I started work on New Zealand’s Alpine grasshoppers in 2008 with my summer studentship. This group taxonomically suffers from over-splitting and I have shown how some described and putative species are not phenotypically or genetically distinct from a more widespread species. But most of my work is focusing on the hybridisation between a very locally distinct species that occurs only in and around Alexandra (Central Otago). This species, Siguas childi, is phenotypically distinctive but genetically shows intensive hybridisation with the more wide spread species, Sigaus australis (Trewick 2008). These two species are in complete sympatry with each other and the local species, S. childi, has become a conservation concern in recent years with fears that it may go extinct. We have found that although genetically S. childi often shares more similar DNA with an S. australis than an S. childi phenotypically the two species fall into two very distinct clusters with no phenotypic hybrids. This may be an example of speciation occurring in the presence of intensive gene flow.

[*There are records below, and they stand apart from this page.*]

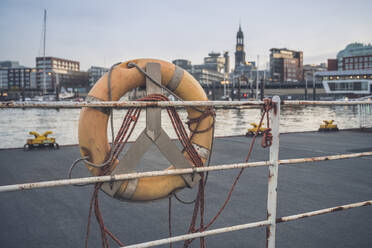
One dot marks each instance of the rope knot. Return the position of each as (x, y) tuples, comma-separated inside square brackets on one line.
[(267, 138)]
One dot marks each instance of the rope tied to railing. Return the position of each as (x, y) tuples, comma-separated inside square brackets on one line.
[(199, 204)]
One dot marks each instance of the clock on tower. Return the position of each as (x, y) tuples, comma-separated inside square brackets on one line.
[(239, 53)]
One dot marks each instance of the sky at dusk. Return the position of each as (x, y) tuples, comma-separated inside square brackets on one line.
[(101, 33)]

Whilst researching the use of molecular evolution to study speciation and biogeographic patterns I have also become interested in the recent use of molecular evolution in studies examining the Latitudinal Biodiversity Gradient (LBG).  The LBG is on of the most striking global biogeographic patterns. Molecular data has been used to examine the ‘evolutionary speed hypothesis’, which suggests that species are evolving faster in the tropics (Rohde 1992). There is a well documented skew in rates of molecular evolution that favours faster rates in the tropics yet there is no consensus as to what drives this skew and whether or not this skew is enough to explain the gradient (Gillman, Keeling et al. 2009; Wright, Gillman et al. 2010). I have identified several problems with this hypothesis. Firstly there has been many different ideas as to what drives this difference in rate of molecular evolution: population size, metabolic rates, generation time and, UV exposure. Yet each of these drivers is plagued with challenges and differing opinions. However perhaps the largest problem with using molecular data to explain the increase in species diversity towards the tropics is in the inability to find conclusive evidence that changes in molecular evolution can in fact drive changes in speciation rates itself. There is evidence which has shown the reverse effect (termed punctuated evolution) (Venditti and Pagel 2010). Without this link any difference in molecular evolutionary rates will always fail to explain the gradient. I intend to use a large and comprehensive data set to examine some of these issues to try and shed more light on the subject. Research on the gradient involves comparison of species diversity, population biology and rates of molecular evolution in temperate and tropical sister lineages.

For part of this work we are using related taxa that occur in New Zealand and New Caledonia. Of particular interest are the giant land snails Placostylus.

Recent publication:

Dowle EJ, Morgan-Richards M, Trewick SA. 2013. Molecular evolution and the latitudinal biodiversity gradient. Heredity advance online publication doi: 10.1038/hdy.2013.4

Eddies blurb references

Gillman, L. N., D. J. Keeling, et al. (2009). "Latitude, elevation and the tempo of molecular evolution in mammals." Proceedings of the Royal Society B-Biological Sciences 276(1671): 3353-3359.
Rohde, K. (1992). "Latitudinal Gradients in Species-Diversity - the Search for the Primary Cause." Oikos 65(3): 514-527.
Trewick, S. A. (2008). "DNA Barcoding is not enough: mismatch of taxonomy and genealogy in New Zealand grasshoppers (Orthoptera: Acrididae)." Cladistics 24(2): 240-254.
Venditti, C. and M. Pagel (2010). "Speciation as an active force in promoting genetic evolution." TREE 25(1): 14-20.
Wright, S. D., L. N. Gillman, et al. (2010). "Energy and the tempo of evolution in amphibians." Global Ecology and Biogeography.